Во время Красноярского бунта Многогрешный поддерживал «воеводскую партии». Вначале и Суриковы были в воеводском стане. В письме В. В. Стасова к Сурикову от 16 декабря 1902 года читаем: «Ваши предки Илья и Петр сильно заинтересовали — видно, славные и лихие люди были тогда. Начали они в худом лагере, а продолжали потом в чудном! И история их не забудет. Вы же, конечно, можете гордиться такими великолепными предками. Само собой разумеется, у меня сильно с первой же минуты, разыгрался аппетит, и я, читая журнал (журнал «Мин… нар. просвещения», 1901, кн.
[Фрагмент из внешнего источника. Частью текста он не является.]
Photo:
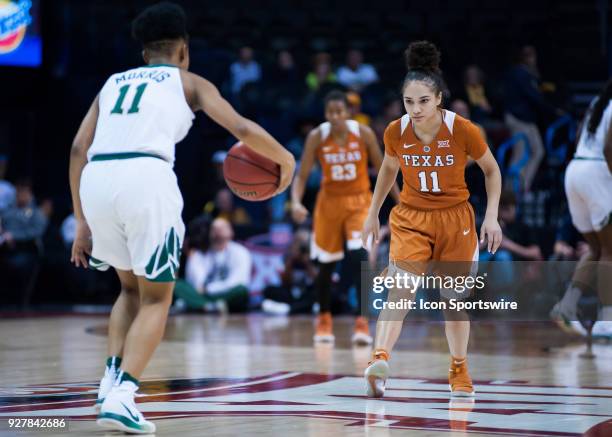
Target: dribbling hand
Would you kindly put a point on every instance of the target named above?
(370, 232)
(81, 244)
(491, 230)
(287, 169)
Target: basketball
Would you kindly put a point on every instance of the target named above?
(250, 175)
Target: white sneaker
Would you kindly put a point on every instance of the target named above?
(376, 377)
(106, 383)
(602, 329)
(566, 319)
(119, 411)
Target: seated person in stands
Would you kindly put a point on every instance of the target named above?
(22, 226)
(518, 243)
(217, 279)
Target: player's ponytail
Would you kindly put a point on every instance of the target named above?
(599, 107)
(423, 64)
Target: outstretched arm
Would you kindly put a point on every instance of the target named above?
(376, 156)
(298, 211)
(385, 180)
(78, 158)
(203, 95)
(490, 227)
(608, 148)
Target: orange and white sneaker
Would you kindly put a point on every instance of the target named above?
(459, 379)
(323, 329)
(361, 333)
(459, 410)
(376, 374)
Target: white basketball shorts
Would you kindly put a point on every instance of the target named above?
(588, 186)
(133, 208)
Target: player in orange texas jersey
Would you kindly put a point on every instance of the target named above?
(342, 147)
(434, 221)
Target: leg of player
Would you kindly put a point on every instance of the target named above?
(361, 333)
(119, 410)
(122, 315)
(324, 328)
(388, 330)
(603, 327)
(564, 313)
(457, 329)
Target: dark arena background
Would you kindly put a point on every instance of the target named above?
(242, 360)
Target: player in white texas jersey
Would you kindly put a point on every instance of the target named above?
(126, 199)
(588, 186)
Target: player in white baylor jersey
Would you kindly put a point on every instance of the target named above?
(588, 186)
(126, 199)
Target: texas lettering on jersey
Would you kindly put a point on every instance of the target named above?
(344, 166)
(433, 174)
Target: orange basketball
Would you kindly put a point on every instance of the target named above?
(250, 175)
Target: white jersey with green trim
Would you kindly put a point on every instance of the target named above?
(142, 110)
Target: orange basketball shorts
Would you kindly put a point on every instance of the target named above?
(338, 219)
(445, 236)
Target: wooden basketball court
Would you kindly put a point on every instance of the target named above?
(259, 375)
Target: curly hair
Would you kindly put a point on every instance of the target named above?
(423, 64)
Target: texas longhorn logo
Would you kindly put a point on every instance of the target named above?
(14, 19)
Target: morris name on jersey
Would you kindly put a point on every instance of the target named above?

V), пе переставал думать: «Ах, если бы Суриков вздумал сделать картину из одного которого-то момента этих сибирских событий — да еще со своим Ильей и Петром!» Да, думать-то я думал, но в конце концов все-таки приходил к заключению, что это чисто невозможно по нынешним временам. Разве только когда-нибудь в будущем, а когда и сообразить мудрено. А жаль! Как еще жаль!» (Журнал «Искусство», 1925, № 2). Письмо совпадает с периодом злейшей реакции, о которой говорит в письме Стасов, жалея, что «бунтарская» картина будет не ко времени. Однако были сделаны к ней эскизы.